Za 9 lat Wielka Brytania ma pozyskiwać 30 proc. swojej energii z wiatraków lokowanych na morzu wzdłuż wybrzeży kraju.
Minister w rządzie Theresy May ds. energetyki Claire Perry oświadczyła, że całość inwestycji będzie kosztować Zjednoczone Królestwo 40 miliardów funtów. Turbiny mają produkować około 30 gigawatów mocy.
W tym samym dokumencie strona rządowa przekonuje, że inwestycje zapewnią około 20 000 miejsc pracy w niemal całej Anglii. Brytyjczycy nie czekają też z wdrażaniem inwestycji w życie. Pierwsze wizje lokalne związane z wyborem miejsc budowy farm wiatrowych mają się odbyć już w maju.

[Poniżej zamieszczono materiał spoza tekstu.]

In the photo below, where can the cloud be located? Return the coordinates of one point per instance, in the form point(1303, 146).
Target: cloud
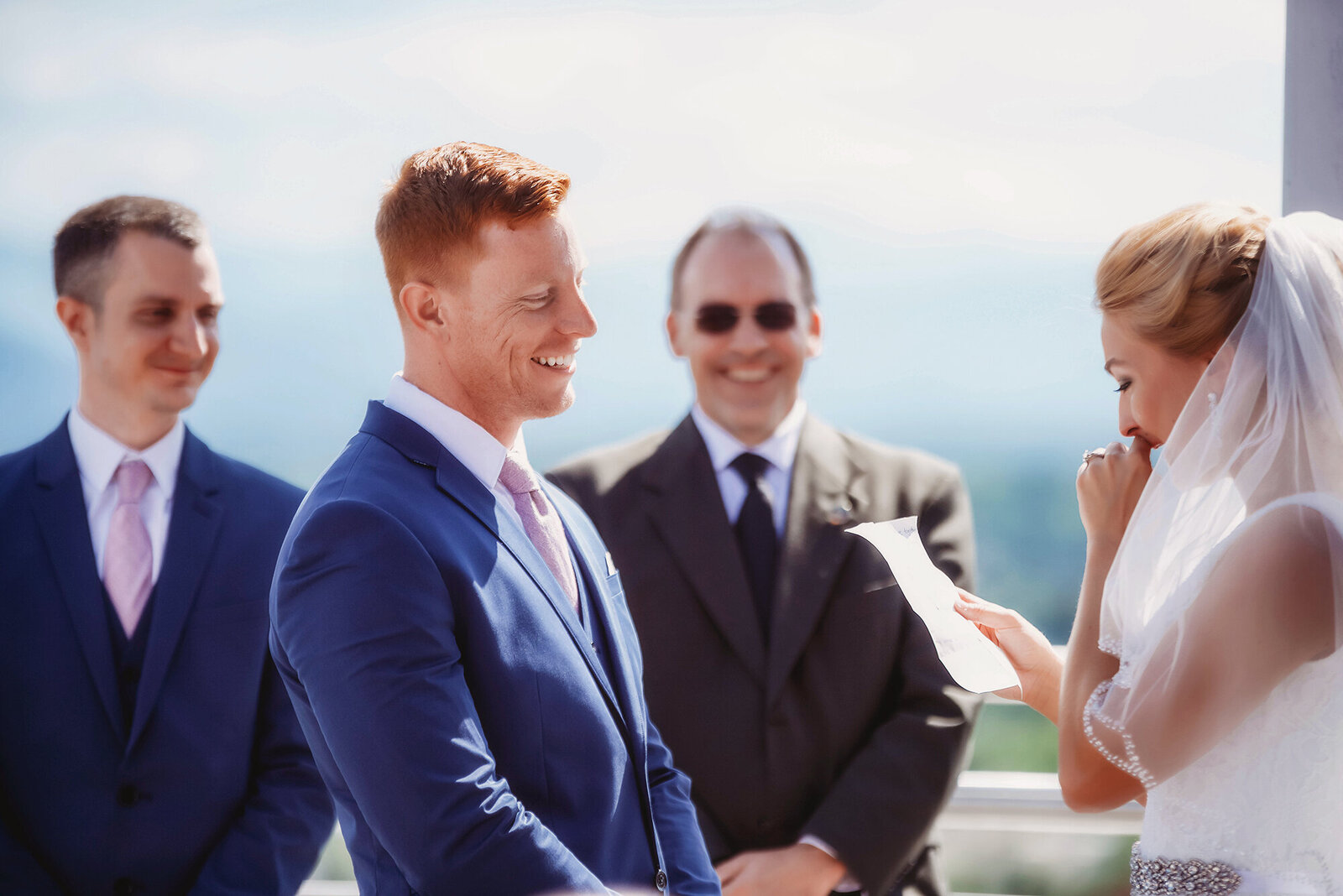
point(1041, 120)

Wielka Brytania pozyskała 7 proc. energii z takich instalacji w 2017 r., za rok 10 proc. brytyjskiego prądu ma pochodzić z wiatraków lokowanych na morzu. Nie bez znaczenia dla strategii Brytyjczyków jest spadający koszt technologii. W ciągu dwóch ostatnich lat koszty turbiny i jej umieszczenia na morzu spadły nawet o 50 proc.